Sad to learn that this innovative small company might be in trouble.
I have built two Cohos, one for a man in NY, who for some reason couldn’t find anyone local to do it for him (I’m in Bellingham, Washington). The first one I built for myself in a month (I’m retired, and was single at the time—would have been even faster if it weren’t for having to wait on slow-curing epoxy).
Its first real test was a trip of about 2 weeks in Haida Gwai (aka Queen Charlotte Islands). This was before the epoxy had finished venting off the epoxy blush, so varnishing had to wait until I got home. I found the boat handled well, carried a good load of cargo, and was a pleasure to paddle. Though I know many people who keep trying out different boats, looking for that perfect one, I have been content with the Coho for over 20 years now. Of course the dings and scrapes are starting to show. I’ve found sanding the bottom every few years and coating with epoxy and graphite keeps the part that meets the water smooth.
My kit predated the recessed deck behind the seat, so layback rolls were a little uncomfortable, but certainly doable. I haven’t rolled now for years, since my shoulder went south with arthritis, but I do pretty well staying upright, even in ocean paddling and sometimes surf along Vancouver Island’s west coast (Kyuquot Sound, Esperanza Inlet, Nootka Sound, Barkley Sound, and a couple of long-shore expeditions).

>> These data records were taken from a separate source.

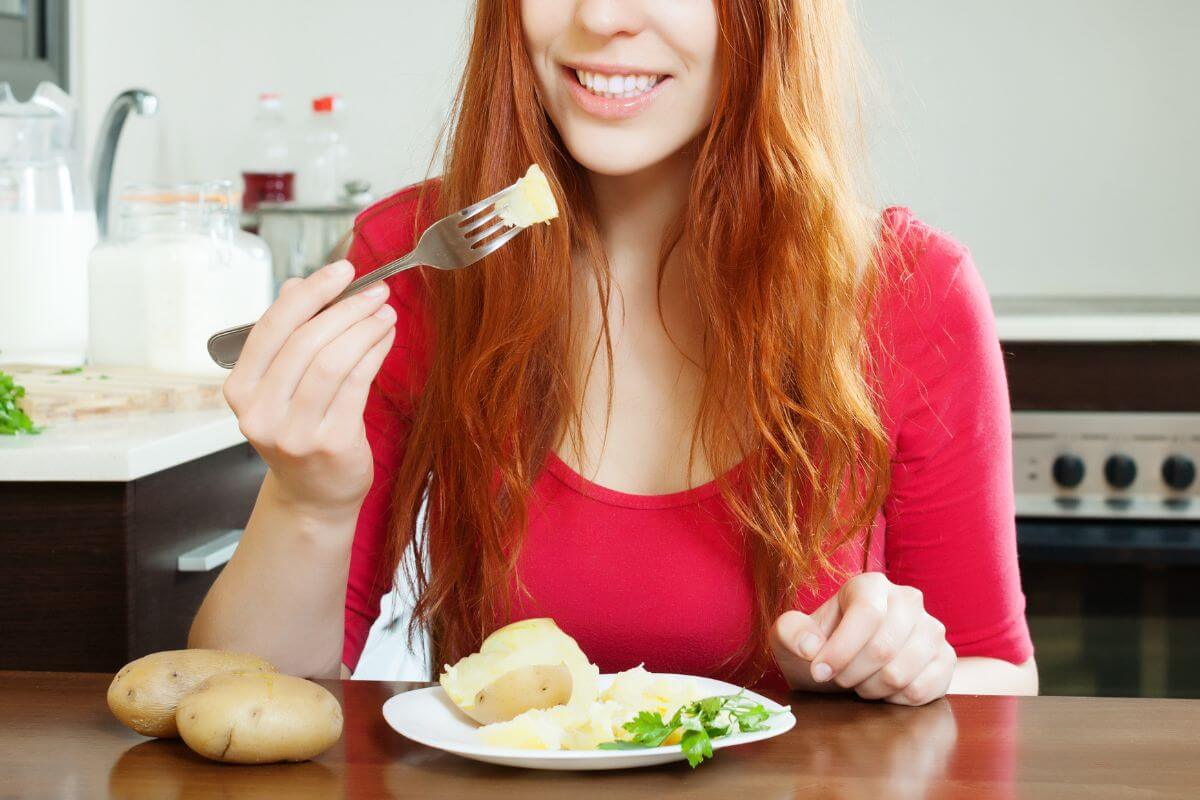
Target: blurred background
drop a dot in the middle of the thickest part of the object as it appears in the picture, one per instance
(1056, 139)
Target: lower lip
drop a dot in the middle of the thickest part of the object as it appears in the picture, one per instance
(611, 108)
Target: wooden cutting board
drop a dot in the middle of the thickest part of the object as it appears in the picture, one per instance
(55, 395)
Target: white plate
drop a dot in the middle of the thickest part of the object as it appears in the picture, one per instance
(426, 715)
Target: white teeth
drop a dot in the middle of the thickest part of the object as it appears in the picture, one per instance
(607, 85)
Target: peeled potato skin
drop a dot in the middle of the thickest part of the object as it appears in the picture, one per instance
(259, 719)
(144, 692)
(520, 690)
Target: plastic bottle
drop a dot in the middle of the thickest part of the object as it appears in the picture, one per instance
(269, 173)
(327, 166)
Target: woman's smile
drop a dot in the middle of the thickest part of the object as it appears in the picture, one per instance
(613, 92)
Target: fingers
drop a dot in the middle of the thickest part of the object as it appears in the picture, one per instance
(310, 341)
(294, 306)
(795, 638)
(931, 683)
(331, 366)
(346, 411)
(864, 603)
(900, 619)
(922, 648)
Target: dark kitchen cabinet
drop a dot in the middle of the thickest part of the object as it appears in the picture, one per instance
(90, 576)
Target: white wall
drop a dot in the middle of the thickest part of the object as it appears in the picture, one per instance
(395, 62)
(1057, 138)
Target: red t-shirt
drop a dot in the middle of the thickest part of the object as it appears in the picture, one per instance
(613, 569)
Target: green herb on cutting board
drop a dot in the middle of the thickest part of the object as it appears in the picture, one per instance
(12, 419)
(701, 721)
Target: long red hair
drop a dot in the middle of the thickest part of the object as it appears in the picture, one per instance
(783, 265)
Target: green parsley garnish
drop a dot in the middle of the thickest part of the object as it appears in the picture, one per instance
(12, 419)
(701, 721)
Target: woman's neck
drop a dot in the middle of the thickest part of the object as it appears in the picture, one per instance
(635, 211)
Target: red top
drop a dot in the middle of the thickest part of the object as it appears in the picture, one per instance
(603, 563)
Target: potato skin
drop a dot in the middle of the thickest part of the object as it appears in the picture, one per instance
(144, 692)
(259, 719)
(520, 690)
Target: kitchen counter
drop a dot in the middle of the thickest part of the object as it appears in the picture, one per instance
(1097, 319)
(119, 449)
(59, 740)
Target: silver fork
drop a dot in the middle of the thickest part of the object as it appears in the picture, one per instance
(450, 244)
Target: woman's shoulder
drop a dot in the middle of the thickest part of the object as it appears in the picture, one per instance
(390, 227)
(933, 316)
(928, 278)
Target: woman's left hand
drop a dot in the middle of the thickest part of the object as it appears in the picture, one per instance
(874, 638)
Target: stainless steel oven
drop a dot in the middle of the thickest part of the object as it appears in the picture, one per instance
(1107, 449)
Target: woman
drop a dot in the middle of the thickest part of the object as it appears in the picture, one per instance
(715, 419)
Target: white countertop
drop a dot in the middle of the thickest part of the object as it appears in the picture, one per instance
(1056, 319)
(119, 449)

On one west coast trip, Side Bay (north part of Brooks Bay) down to the Brooks Peninsula, our return was about 8 nm of open water along an unfriendly shore and no place to land. The wind was only about 8 to 10 knots, coming onto my starboard eyebrow. It meant a lot of edging and sweep strokes, which was very tiring. “To hell with it,” I thought, “I’m going to put a rudder on the sucker.” Which I did. Don’t have to use it most of the time, glad to have it when needed. I bought mine from a Finnish company, Kajak Sport, because I like the fact that the rudder doesn’t have to swing through a 270-degree arc like most do, but only 90 degrees. From its parked position on the deck, it slides back and down to deploy, vice-versa to park. Very reliable and quick. (I modified the rudder with a couple improvements, but that’s a story for another time).

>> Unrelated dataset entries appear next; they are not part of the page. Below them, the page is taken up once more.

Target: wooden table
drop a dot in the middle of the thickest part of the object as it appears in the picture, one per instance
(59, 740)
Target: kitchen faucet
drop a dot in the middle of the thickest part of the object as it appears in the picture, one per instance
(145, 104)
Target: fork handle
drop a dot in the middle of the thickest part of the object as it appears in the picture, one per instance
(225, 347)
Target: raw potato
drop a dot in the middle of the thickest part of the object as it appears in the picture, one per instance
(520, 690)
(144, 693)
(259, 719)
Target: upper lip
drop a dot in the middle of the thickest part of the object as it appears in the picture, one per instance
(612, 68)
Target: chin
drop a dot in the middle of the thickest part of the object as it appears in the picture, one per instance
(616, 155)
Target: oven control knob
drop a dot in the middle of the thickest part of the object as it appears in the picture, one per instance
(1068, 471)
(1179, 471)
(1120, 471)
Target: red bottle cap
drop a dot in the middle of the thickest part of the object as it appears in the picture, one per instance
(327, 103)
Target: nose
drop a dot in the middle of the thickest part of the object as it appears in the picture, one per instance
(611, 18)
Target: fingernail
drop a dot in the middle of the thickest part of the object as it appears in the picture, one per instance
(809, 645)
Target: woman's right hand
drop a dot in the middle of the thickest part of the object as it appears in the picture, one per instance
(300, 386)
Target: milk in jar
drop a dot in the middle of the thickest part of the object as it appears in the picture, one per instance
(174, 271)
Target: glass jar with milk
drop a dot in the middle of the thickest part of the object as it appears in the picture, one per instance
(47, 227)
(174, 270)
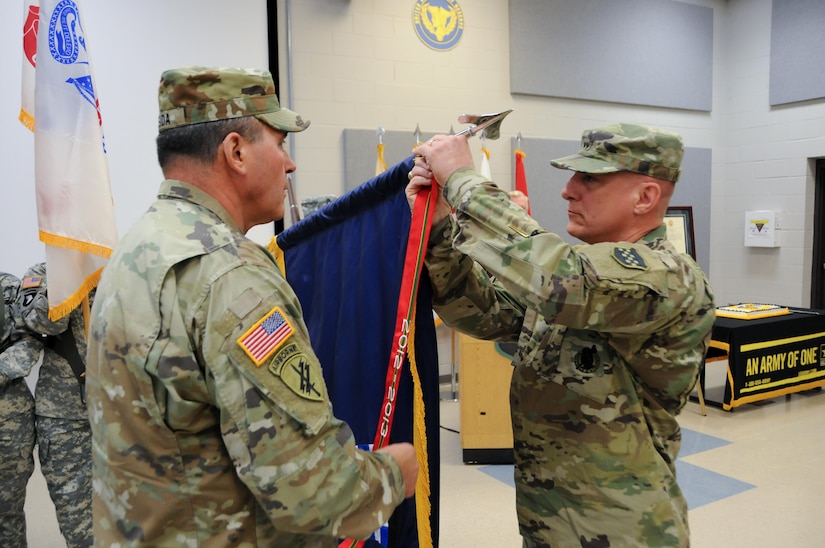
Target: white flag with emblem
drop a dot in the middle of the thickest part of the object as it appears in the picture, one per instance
(74, 200)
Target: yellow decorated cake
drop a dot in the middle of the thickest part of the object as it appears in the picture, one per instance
(751, 311)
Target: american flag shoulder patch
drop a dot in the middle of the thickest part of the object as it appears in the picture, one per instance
(264, 338)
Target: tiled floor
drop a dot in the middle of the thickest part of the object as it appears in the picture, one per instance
(753, 478)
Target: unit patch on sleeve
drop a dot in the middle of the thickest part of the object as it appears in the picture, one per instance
(296, 371)
(629, 258)
(266, 336)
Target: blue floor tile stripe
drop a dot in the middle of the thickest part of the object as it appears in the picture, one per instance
(699, 485)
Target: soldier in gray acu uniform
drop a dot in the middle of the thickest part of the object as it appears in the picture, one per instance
(64, 439)
(611, 333)
(210, 417)
(16, 419)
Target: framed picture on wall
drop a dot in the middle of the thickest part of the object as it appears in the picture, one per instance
(679, 223)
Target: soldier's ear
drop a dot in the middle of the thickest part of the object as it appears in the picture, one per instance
(648, 194)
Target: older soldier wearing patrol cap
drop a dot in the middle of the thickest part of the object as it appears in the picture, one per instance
(210, 417)
(611, 333)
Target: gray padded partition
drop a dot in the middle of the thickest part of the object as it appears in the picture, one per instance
(797, 46)
(545, 183)
(642, 52)
(360, 152)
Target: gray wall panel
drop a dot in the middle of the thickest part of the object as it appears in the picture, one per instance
(797, 46)
(643, 52)
(544, 182)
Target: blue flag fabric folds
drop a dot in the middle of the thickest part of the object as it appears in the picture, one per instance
(345, 262)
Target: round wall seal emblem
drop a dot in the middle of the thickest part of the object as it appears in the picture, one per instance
(438, 23)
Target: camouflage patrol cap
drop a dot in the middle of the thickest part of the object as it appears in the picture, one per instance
(627, 147)
(193, 95)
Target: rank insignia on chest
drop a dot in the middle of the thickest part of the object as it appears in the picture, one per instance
(264, 338)
(629, 258)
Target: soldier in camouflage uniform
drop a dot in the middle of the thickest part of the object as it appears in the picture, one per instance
(16, 420)
(611, 333)
(210, 417)
(64, 440)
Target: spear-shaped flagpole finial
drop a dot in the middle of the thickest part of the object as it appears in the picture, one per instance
(491, 123)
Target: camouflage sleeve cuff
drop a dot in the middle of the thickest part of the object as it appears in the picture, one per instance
(458, 182)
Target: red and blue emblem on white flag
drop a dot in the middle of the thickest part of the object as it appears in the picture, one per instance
(266, 336)
(75, 211)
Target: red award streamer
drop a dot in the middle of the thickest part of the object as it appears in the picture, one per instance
(413, 263)
(419, 234)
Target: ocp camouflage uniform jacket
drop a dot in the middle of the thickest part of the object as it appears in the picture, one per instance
(611, 337)
(193, 443)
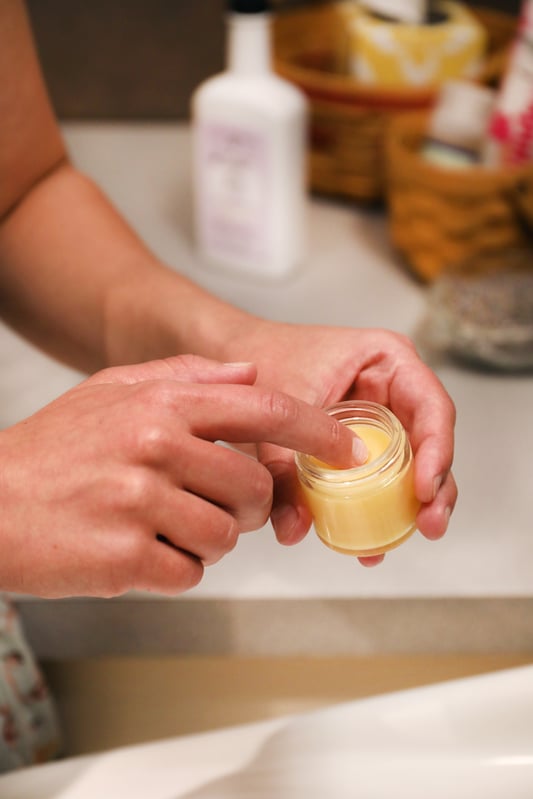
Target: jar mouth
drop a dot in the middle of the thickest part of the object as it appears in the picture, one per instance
(354, 412)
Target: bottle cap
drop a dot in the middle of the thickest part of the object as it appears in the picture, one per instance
(410, 11)
(461, 115)
(248, 6)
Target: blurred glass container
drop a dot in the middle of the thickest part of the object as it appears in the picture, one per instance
(482, 312)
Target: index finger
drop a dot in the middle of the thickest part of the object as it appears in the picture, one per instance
(241, 413)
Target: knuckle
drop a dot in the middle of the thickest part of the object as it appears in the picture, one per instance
(281, 408)
(132, 489)
(150, 441)
(260, 486)
(229, 535)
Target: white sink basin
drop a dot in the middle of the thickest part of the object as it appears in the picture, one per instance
(464, 739)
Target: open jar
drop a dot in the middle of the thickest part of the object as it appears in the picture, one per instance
(368, 509)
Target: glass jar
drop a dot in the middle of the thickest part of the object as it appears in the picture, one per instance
(368, 509)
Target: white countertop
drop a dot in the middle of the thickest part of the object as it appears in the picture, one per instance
(351, 277)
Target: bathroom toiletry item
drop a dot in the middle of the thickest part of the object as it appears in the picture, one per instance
(482, 312)
(511, 129)
(413, 11)
(442, 217)
(249, 165)
(398, 52)
(368, 509)
(458, 124)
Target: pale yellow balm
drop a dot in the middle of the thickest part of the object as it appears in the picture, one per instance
(371, 508)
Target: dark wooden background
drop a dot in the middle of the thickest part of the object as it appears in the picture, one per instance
(134, 59)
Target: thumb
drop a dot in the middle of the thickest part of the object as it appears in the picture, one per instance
(183, 368)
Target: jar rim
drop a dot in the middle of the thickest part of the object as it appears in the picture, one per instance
(357, 412)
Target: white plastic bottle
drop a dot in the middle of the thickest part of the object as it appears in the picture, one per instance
(249, 167)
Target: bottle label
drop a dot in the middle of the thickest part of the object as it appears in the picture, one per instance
(234, 189)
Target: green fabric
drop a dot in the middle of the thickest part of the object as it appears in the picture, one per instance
(29, 729)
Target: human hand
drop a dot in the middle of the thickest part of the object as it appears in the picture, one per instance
(119, 484)
(324, 365)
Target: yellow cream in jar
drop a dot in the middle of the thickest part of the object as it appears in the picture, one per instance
(371, 508)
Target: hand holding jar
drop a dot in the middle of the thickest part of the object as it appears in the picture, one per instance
(327, 365)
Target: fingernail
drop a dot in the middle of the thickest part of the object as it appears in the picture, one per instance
(359, 450)
(437, 483)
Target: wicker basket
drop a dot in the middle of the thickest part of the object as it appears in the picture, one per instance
(440, 218)
(348, 120)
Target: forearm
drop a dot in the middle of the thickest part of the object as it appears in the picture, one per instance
(78, 282)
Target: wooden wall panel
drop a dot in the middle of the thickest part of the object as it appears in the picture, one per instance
(134, 59)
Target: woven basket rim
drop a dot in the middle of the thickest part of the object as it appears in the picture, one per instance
(345, 88)
(405, 134)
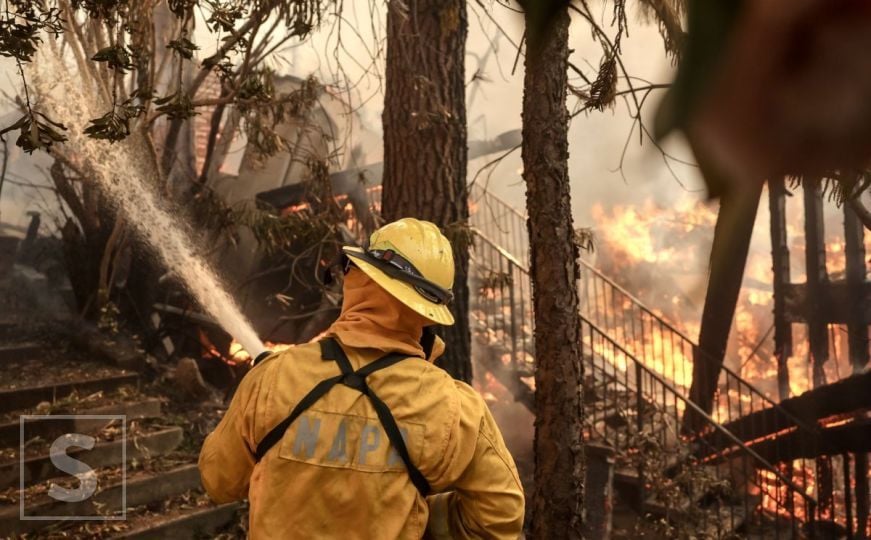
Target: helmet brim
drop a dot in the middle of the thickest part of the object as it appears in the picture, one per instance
(405, 293)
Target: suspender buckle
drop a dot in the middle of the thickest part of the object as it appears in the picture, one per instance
(357, 382)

Even Susan Conrad, who paddled from Anacortes to Ketchikan, admitted that on one long, rough crossing she would have killed for a rudder. I suspect that many folks who scorn rudders would, at times, use one if they had it. Of course, many people are using skegs nowadays.
I put a SmartTrack rudder system on my Coho during the build process. This was my 7th kayak build and I had just not put a rudder on one yet! We do have rudders on the Necky ‘glass and carbon kayaks we’ve paddled for nearly 30 years and we do like having them available when the wind picks up from a quarter.